Smoked, cured, salted, with preservatives….processed meat is an umbrella term which refers to meats that have been altered, either for preservation or taste purposes. There’s no clear definition.
For years, doctors, public health officials and scientists have linked processed meat to diseases such as heart disease, diabetes, certain kinds of cancer, and even death, because the salt, fat, and chemical preservatives. But how bad is it? Should you continue to eat it? See what Webmd.com has to say about each one of them:
The fat in bacon is no secret — it splatters away right there in the pan when you cook it. But not all bacon is the same. Look for brands lower in salt and nitrates — some use none at all — and go with leaner cuts.
Hunks of beef, ham, and turkey are preserved with various amounts of salt, seasonings, sugar, and sometimes chemicals, and sliced for sandwiches or snacks. Check the ingredients — some cold cuts may not be as bad for you as others.
These processed tubes of meat are a staple at some fast food restaurants and neighbourhood cookouts. Some brands use more parts of the animal than others, but most of them are still loaded with salt, saturated fat, and nitrates.
Fast Food Chicken Nuggets
They are easy to pop in your mouth, but they are processed. There’s chicken meat in them, along with bones, blood vessels, nerves, connective tissue, fat, and skin. If you buy your own chicken and bake it in bite-size chunks, you can leave out the “things” you’d rather not think about, let alone eat.

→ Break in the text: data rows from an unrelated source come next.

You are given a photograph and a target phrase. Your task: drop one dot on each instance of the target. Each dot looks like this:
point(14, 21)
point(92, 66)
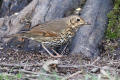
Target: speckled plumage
point(55, 32)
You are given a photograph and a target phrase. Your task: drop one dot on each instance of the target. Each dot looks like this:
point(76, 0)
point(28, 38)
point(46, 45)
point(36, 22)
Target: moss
point(113, 30)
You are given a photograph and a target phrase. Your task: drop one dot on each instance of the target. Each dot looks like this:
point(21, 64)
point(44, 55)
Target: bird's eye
point(78, 19)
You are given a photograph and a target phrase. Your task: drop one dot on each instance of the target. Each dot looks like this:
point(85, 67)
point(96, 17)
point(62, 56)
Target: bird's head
point(75, 21)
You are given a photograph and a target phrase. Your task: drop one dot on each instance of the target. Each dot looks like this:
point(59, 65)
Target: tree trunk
point(88, 37)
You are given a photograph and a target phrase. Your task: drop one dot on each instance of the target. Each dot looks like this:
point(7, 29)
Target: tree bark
point(88, 37)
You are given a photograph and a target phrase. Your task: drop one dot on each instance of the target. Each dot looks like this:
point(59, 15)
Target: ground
point(18, 64)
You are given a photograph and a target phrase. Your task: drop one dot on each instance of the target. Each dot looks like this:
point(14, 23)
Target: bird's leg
point(49, 52)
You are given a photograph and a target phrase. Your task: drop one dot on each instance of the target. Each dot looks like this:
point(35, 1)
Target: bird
point(55, 32)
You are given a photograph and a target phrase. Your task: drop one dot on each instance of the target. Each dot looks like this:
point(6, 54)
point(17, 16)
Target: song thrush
point(54, 33)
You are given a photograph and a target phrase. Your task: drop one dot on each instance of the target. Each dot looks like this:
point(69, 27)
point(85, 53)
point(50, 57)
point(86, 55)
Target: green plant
point(113, 30)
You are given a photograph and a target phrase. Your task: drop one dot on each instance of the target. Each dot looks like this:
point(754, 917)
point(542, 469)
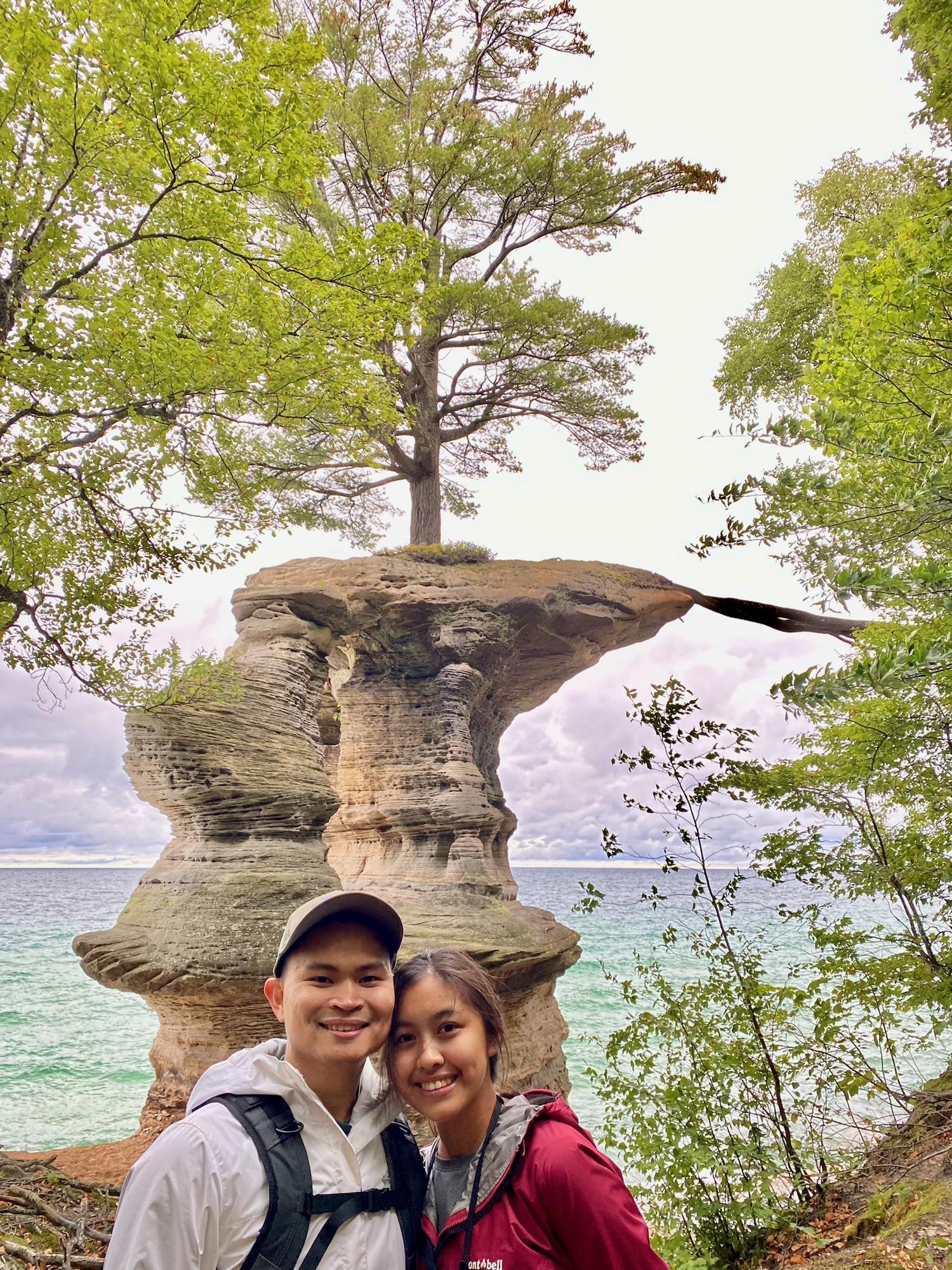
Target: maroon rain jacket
point(548, 1200)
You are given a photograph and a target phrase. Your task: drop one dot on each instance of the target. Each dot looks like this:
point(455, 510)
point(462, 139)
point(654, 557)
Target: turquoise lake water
point(74, 1056)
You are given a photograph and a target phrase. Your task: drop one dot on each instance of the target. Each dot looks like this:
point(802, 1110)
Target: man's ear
point(275, 993)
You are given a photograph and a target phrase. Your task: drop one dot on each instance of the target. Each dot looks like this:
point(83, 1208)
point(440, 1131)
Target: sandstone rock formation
point(375, 695)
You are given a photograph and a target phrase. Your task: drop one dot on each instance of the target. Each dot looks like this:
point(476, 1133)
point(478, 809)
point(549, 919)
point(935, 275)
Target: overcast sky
point(769, 93)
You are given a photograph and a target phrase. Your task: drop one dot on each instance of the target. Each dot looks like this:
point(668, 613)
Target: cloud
point(557, 763)
point(67, 798)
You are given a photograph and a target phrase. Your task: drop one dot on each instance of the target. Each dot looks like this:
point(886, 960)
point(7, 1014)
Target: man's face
point(336, 996)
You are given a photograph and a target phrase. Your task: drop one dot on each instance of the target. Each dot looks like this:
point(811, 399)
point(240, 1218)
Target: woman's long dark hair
point(470, 984)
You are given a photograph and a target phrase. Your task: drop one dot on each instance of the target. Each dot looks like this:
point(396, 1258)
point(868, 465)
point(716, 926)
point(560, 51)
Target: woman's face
point(441, 1053)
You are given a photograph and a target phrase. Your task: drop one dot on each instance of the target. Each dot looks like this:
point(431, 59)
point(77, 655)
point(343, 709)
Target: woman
point(513, 1183)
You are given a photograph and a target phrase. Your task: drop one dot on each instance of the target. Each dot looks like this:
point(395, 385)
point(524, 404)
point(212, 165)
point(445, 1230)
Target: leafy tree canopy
point(161, 327)
point(439, 121)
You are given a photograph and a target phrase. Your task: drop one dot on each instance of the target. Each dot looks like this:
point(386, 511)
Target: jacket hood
point(263, 1070)
point(516, 1123)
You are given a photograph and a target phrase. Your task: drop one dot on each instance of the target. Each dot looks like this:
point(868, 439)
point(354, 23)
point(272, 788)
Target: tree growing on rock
point(159, 326)
point(439, 123)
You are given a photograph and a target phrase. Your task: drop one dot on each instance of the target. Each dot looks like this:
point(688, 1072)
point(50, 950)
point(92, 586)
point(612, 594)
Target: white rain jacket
point(197, 1198)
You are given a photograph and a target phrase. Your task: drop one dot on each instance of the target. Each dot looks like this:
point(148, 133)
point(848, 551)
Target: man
point(205, 1194)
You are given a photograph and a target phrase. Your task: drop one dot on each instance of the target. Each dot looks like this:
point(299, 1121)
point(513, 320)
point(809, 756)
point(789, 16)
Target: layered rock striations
point(365, 752)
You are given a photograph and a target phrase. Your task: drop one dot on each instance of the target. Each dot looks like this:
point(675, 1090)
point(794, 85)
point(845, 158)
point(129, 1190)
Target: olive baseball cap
point(360, 905)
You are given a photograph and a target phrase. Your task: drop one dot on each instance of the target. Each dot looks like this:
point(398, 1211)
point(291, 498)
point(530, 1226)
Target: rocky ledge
point(362, 752)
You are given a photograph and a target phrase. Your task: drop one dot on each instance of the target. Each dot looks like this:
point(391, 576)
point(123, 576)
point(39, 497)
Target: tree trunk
point(425, 507)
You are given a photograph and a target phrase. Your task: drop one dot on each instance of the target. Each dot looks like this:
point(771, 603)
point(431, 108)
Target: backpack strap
point(276, 1135)
point(342, 1207)
point(407, 1173)
point(268, 1122)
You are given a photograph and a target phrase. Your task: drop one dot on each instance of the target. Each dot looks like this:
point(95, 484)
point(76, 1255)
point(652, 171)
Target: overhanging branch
point(791, 622)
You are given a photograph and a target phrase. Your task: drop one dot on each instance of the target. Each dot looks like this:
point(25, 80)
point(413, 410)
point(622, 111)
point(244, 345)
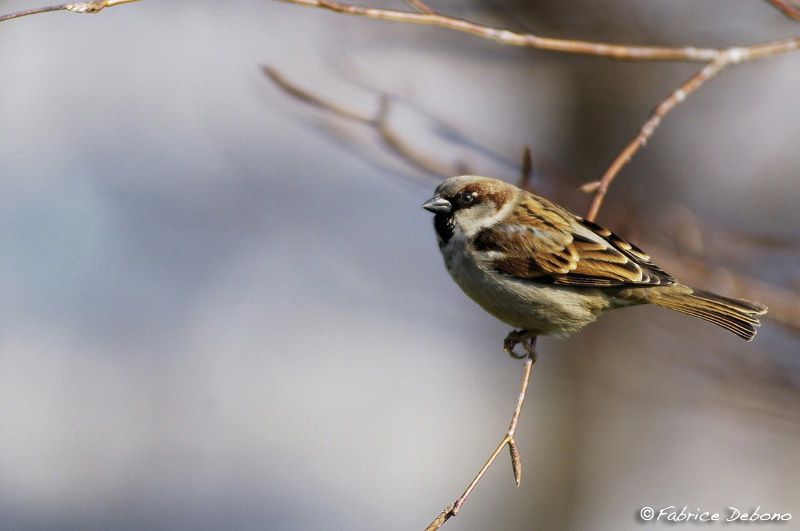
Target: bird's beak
point(438, 205)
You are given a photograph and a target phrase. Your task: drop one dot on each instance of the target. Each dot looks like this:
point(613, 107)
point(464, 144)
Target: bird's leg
point(526, 338)
point(528, 341)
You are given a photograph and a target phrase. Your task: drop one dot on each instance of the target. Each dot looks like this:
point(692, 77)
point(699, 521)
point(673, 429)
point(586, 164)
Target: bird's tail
point(737, 315)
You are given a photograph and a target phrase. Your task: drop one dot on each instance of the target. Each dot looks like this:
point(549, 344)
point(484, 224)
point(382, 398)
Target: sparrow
point(539, 268)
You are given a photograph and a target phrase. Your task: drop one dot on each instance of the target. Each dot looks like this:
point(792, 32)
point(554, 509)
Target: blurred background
point(224, 309)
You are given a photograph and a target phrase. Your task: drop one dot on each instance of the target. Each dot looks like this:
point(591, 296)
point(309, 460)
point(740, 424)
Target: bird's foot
point(526, 338)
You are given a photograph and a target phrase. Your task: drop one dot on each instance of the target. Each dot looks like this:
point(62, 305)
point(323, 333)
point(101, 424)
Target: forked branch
point(600, 187)
point(529, 344)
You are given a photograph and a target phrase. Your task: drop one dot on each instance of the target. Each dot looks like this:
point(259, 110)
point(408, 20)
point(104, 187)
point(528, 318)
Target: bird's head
point(468, 203)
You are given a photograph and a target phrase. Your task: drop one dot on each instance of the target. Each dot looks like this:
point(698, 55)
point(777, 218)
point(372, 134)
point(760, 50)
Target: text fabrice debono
point(732, 514)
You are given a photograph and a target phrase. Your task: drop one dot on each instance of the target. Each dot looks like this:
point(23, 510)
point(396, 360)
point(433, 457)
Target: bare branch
point(508, 439)
point(598, 49)
point(422, 7)
point(600, 187)
point(379, 123)
point(75, 7)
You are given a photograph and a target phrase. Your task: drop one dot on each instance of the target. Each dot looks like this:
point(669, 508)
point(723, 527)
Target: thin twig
point(504, 36)
point(508, 439)
point(600, 187)
point(422, 7)
point(75, 7)
point(379, 122)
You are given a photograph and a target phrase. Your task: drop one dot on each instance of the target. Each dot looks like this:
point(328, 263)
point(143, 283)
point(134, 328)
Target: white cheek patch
point(471, 220)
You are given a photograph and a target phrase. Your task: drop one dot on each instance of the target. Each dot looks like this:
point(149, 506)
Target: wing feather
point(547, 243)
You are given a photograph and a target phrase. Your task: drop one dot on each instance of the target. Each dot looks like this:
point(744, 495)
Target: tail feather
point(736, 315)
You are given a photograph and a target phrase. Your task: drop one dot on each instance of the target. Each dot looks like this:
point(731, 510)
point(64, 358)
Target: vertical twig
point(508, 439)
point(600, 187)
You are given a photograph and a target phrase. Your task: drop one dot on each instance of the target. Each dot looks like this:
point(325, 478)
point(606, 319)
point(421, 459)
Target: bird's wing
point(542, 241)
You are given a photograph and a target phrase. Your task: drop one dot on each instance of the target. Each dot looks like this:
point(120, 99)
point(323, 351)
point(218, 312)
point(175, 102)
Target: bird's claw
point(520, 337)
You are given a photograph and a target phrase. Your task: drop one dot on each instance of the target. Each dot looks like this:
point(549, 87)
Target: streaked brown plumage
point(536, 266)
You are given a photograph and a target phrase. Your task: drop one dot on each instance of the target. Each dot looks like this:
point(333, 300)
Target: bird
point(545, 271)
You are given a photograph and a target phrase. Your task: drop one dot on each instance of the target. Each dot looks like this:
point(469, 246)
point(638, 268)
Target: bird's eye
point(466, 199)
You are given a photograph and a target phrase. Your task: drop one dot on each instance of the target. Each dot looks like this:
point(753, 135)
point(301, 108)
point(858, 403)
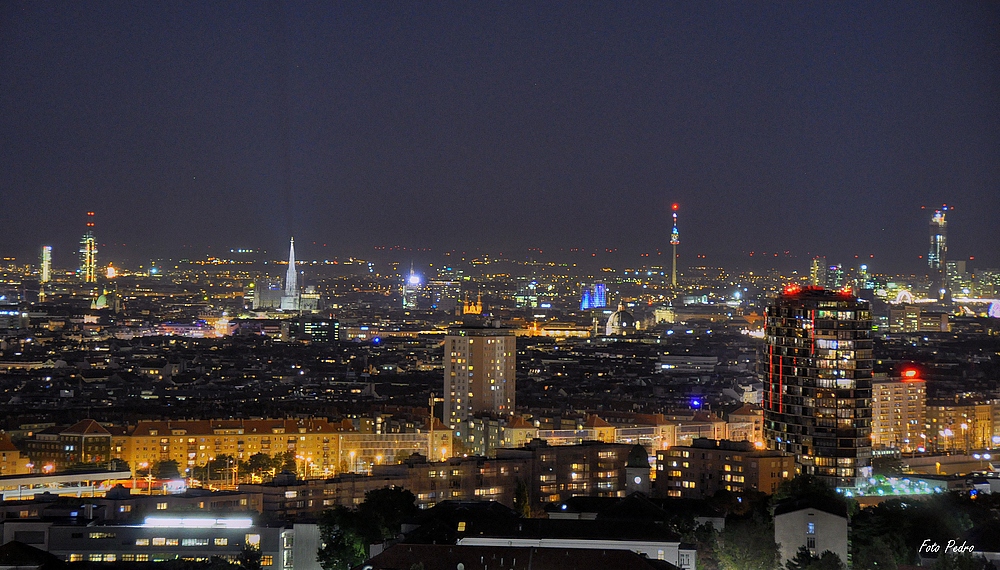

You know our own Kilishi? It’s Nigeria’s beef jerky! It’s the perfect travelling meat snack: dried, salted meat you can put in your pocket. Quality makes a difference here: Cheaper, mass-produced beef jerky can have added sugar along with the fat and salt. But high-quality beef jerky is still processed meat, so don’t overdo it.
It’s a favorite topping for pizza, but it is part of a family of processed meats — fermented sausages — that have all the usual suspects: salt, fat, calories, sugar, and preservatives. To ferment a sausage, you let the raw meat cure in its casing, which gives it that tangy flavor and chewy texture.
If it comes in a package, glistens like it’s been dropped in a vat of oil, and tastes like a salt lick, it’s probably not that good for you. It sure looks tasty next to those eggs, though. If you’ve got to have it, check the ingredients for lower amounts of salt and preservatives. You also can try turkey, chicken, or even vegetarian sausage for less fatty alternatives.
The ground beef fast food restaurants use in their hamburgers often has growth hormones and antibiotics to go along with all the salt, fat, and preservatives. It’s a better idea to make your burgers at home with good quality lean beef or ground turkey.
These are tiny sausages in a can. They are made from “mechanically separated chicken” — meaning the bones are taken out with a machine, and all the rest of the animal is used — along with small amounts of pork or beef. It’s all ground to a fine paste and cooked in little hot dog casings, ready to eat when you pop the top.
Canned Corned Beef Hash
Fry some chopped corned beef (typically brisket that’s been salted and cured) with some onions and potatoes, and you’ve got corned beef hash. Put it in a can and you have an inexpensive meat product loaded with fat, preservatives, and salt. For a healthier take, make your own version with turkey pastrami.
As said earlier, a growing body of research shows that regular consumption of processed, cured, or smoked meats like ham, hot dogs, bacon, and sausage can up your odds of developing some deadly cancers. That’s largely because processed meats are treated with nitrates chemical additions that help keep the color of the meat pink and the flavor tasty and salty.
As such, you’d want to be careful how you stuff yourself up with them. The one piece of advice most nutritionists agree on is that increasing the amount of fresh produce you eat is always a good choice.